Jean-Marc Parent: maître conteur
«Il faut que j’arrête! J’étais censé faire une intro de huit minutes!» s’est exclamé Jean-Marc Parent après avoir parlé non-stop pendant une heure et quart dimanche soir à la salle Wilfrid-Pelletier. Et pour une rare fois dans sa vie, il n’exagérait pas. Le roi de l’improvisation a fait honneur à sa réputation et nous a proposé des numéros fleuves qui – à quelques exceptions près – passaient à la vitesse de la lumière. Entouré des musiciens du Mercedes Band, ses fidèles complices depuis l’époque de L’heure JMP, le comique a encore une fois montré qu’il entretenait une relation d’extrême complicité avec son public. Ce dernier lui a d’ailleurs réservé une ovation monstre avant même qu’il ouvre la bouche, en lever de rideau.

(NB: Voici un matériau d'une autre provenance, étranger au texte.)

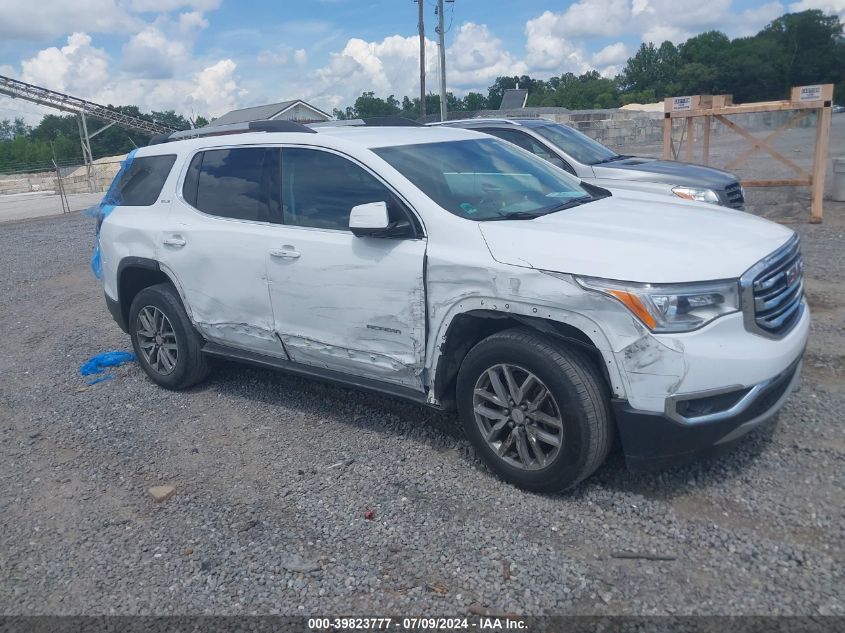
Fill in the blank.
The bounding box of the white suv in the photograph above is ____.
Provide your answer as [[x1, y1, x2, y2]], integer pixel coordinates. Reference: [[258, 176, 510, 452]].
[[93, 122, 810, 491]]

Généreux, Parent s’est efforcé d’offrir du matériel inédit du début à la fin de ce gala nouveau genre. Et à en juger par l’enthousiasme débordant des nombreux spectateurs qui avaient déjà assisté aux premières représentations de Torture, son plus récent one man show, le «vieux routier» y est arrivé… au grand dam de ses invités, qui, malgré leurs efforts, n’ont jamais réussi à accoter ses performances à l’applaudimètre.

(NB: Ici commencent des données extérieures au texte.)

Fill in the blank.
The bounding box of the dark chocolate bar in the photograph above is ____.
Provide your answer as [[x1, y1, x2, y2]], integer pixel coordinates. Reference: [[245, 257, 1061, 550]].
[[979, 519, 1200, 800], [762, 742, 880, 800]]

Il faut dire que Jean-Marc a placé la barre (très) haut d’entrée de jeu en discutant de tout et de rien avec la foule : des pommeaux de douche pro-environnement qui réduisent de moitié la pression de l’eau à sa perte de cheveux, en passant par sa fascination pour une certaine chaîne de magasins grande surface (Canadian Tire) et la hausse du prix de l’essence.
«Les grandes pétrolières devraient arrêter de jouer aux hypocrites et nous le dire en pleine face : « Les vacances de la construction commencent vendredi, on va vous fourrer solide! »» a-t-il suggéré sous les cris approbateurs de l’auditoire.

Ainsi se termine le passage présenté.